Everyone knows that breakfast is the most important meal of the day. Is it for business as well? Many business people would agree.
Power breakfasts – or business breakfasts – are catching on. They are seen as a great way to interact with a broad range of people including entrepreneurs, executives, corporate leaders. Starting the day early leaves more hours during the day for regular office work. Over a strong cup of coffee you can start the day off strong: have a face-to-face conversation with an important business contact, network, share ideas, information, updates. At many power breakfasts, short talks and presentations are given. These tend to be informal and people are encouraged to ask questions in a less structured way than at formal meetings. What’s interesting is that ‘hot’ topics can be discussed. For example, something right out of the morning papers. You can get insights while the subject is still hot and may even get pointers for the business day ahead.
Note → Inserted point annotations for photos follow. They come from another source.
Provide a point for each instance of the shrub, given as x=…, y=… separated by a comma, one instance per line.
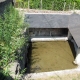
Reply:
x=11, y=35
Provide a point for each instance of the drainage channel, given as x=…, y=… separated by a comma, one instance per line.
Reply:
x=50, y=57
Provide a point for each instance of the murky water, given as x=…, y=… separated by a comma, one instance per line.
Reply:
x=50, y=56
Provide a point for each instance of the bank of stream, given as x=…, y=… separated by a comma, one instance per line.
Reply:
x=50, y=56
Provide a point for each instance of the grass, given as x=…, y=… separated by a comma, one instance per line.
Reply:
x=51, y=56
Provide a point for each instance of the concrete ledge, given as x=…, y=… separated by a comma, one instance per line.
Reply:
x=36, y=76
x=48, y=39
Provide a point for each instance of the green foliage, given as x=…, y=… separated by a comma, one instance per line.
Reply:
x=50, y=4
x=11, y=36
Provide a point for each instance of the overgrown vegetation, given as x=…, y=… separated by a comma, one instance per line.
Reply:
x=12, y=37
x=49, y=4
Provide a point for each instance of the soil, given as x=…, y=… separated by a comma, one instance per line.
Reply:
x=50, y=56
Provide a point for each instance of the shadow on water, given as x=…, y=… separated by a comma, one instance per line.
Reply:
x=30, y=60
x=72, y=48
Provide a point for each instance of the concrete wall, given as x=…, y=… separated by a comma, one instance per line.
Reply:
x=47, y=32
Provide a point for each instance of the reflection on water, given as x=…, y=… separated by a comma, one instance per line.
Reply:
x=50, y=56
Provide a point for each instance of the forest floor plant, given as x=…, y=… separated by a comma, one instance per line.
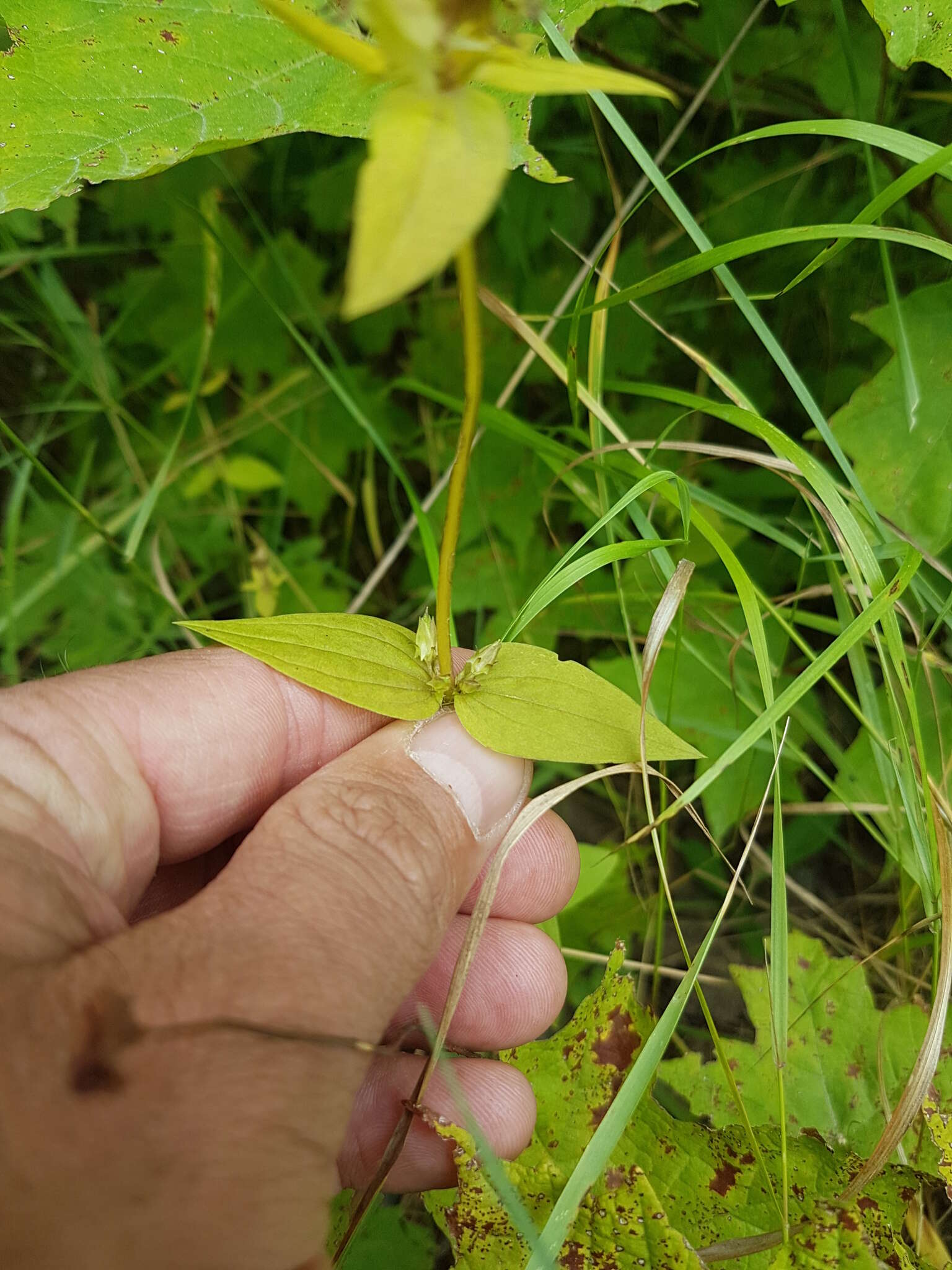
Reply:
x=725, y=1151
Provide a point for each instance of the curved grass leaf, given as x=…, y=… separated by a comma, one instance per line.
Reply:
x=532, y=705
x=707, y=260
x=835, y=1029
x=566, y=575
x=363, y=660
x=651, y=482
x=904, y=145
x=886, y=198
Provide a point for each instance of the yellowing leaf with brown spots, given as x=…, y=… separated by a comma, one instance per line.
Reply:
x=671, y=1189
x=835, y=1042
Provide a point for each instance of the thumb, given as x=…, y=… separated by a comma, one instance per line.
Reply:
x=345, y=889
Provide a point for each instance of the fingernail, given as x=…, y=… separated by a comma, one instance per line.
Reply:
x=488, y=788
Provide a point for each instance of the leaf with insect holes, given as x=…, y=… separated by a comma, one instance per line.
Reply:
x=672, y=1188
x=141, y=87
x=434, y=171
x=532, y=705
x=363, y=660
x=837, y=1042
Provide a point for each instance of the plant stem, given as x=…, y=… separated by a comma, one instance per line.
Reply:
x=472, y=362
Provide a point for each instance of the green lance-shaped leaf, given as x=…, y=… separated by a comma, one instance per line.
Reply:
x=436, y=167
x=363, y=660
x=530, y=704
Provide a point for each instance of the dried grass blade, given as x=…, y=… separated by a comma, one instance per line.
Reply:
x=920, y=1078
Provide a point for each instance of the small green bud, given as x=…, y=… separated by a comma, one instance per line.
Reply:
x=427, y=642
x=475, y=670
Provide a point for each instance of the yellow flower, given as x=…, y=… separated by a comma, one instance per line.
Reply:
x=438, y=146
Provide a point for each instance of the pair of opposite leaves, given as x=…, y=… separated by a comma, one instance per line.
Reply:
x=521, y=700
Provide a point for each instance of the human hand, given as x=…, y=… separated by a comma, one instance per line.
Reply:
x=122, y=794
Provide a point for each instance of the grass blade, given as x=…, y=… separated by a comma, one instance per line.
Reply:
x=606, y=1137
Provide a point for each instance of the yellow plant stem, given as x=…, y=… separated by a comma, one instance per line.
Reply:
x=472, y=358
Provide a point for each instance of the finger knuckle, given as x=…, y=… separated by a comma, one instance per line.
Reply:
x=402, y=849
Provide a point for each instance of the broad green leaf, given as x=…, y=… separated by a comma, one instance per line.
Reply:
x=908, y=474
x=835, y=1034
x=250, y=474
x=364, y=660
x=385, y=1238
x=532, y=705
x=671, y=1188
x=937, y=1113
x=436, y=167
x=141, y=87
x=837, y=1236
x=915, y=31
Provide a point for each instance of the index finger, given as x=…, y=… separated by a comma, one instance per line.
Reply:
x=156, y=761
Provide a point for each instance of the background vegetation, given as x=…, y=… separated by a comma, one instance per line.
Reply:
x=275, y=488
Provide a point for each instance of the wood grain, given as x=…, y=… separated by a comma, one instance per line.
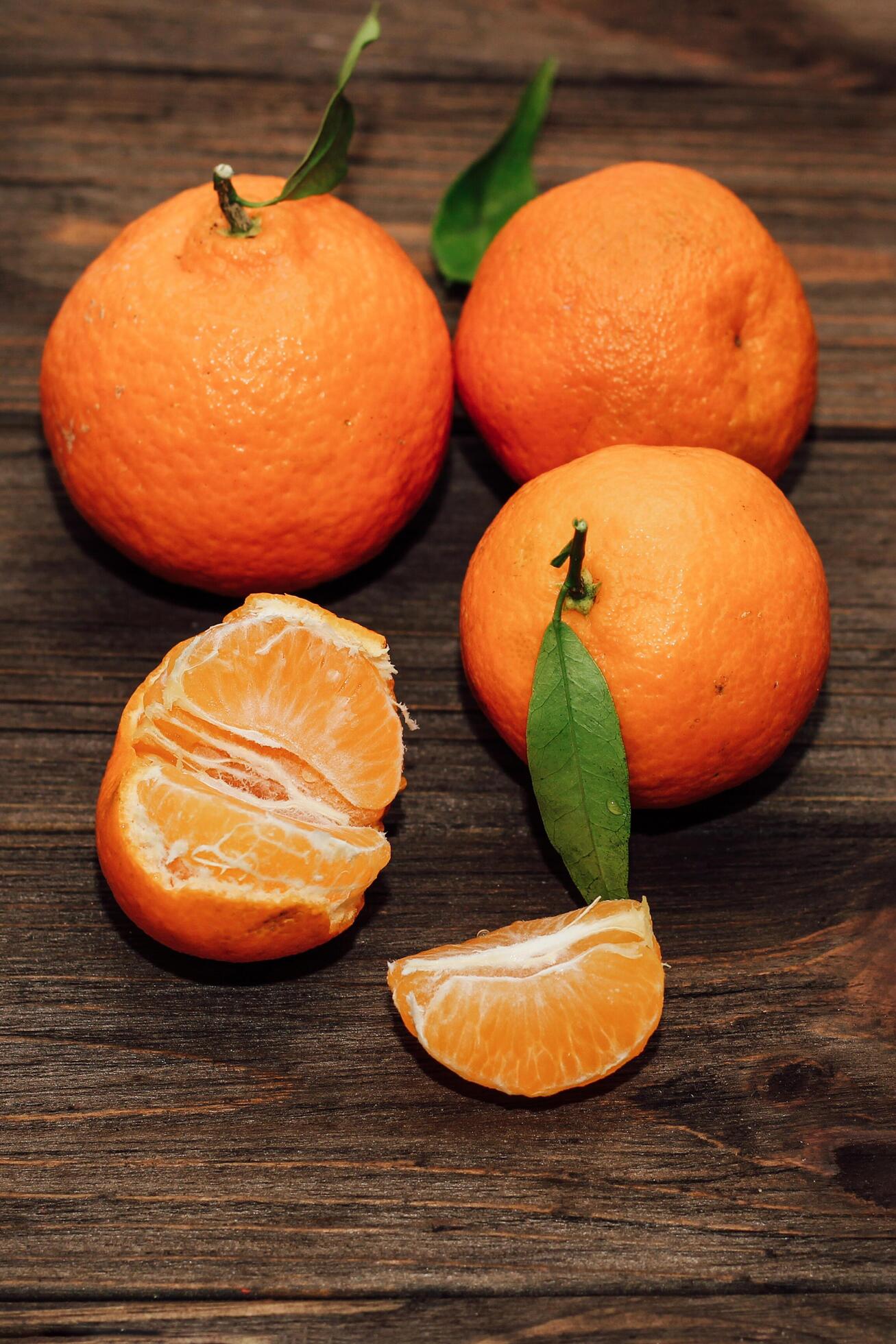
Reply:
x=211, y=1153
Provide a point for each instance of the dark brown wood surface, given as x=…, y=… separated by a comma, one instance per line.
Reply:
x=194, y=1152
A power breakfast is gaining in preference over the conventional business lunch. For one thing, it takes about 45 minutes to an hour; the lunch could well run into two hours. It’s easier to take an hour off in the morning without taking away from work that needs to be done during the business day. And, it’s cheaper! Besides, getting an appointment for lunch with busy people can be a nightmare. But everyone needs to have breakfast!
Power breakfasts tend to be more productive than business lunches. You don’t have to spend a lot of time over different courses before coming to the point. You can circulate. Omelet and toast at one table; move over to another with your cup of coffee. It’s not impolite! People who are frequenters at power breakfast suggest you have a good supply of your business cards handy and at the first opportunity write details about the person you met and any important points arising out of your conversation behind his or her business card. Later, you can go through the list and follow-up with an email or phone call. Top executives attending power breakfasts don’t have access to their secretaries and are more likely to agree to an appointment in the somewhat informal surrounding. You can be sure that they themselves are sizing you up and making notes behind your business card so make sure you use the opportunity to clearly state your topic of interest and make a good impression.
If you have some time after most of the people have left, it’s a good idea to sit down (with another cup of coffee) and plan out the rest of the day without being interrupted by phone calls. You could also take this time to sort out the business cards you have collected and decide on a plan of action. What could make a better impression than calling back the very same day? Could be an important step towards cutting the next business deal. But the real value of the breakfast meeting is the relationships you build, many of which will pay off sooner or later.
So rise and shine. Break bread with clients or prospective clients at a power breakfast – the new business lunch.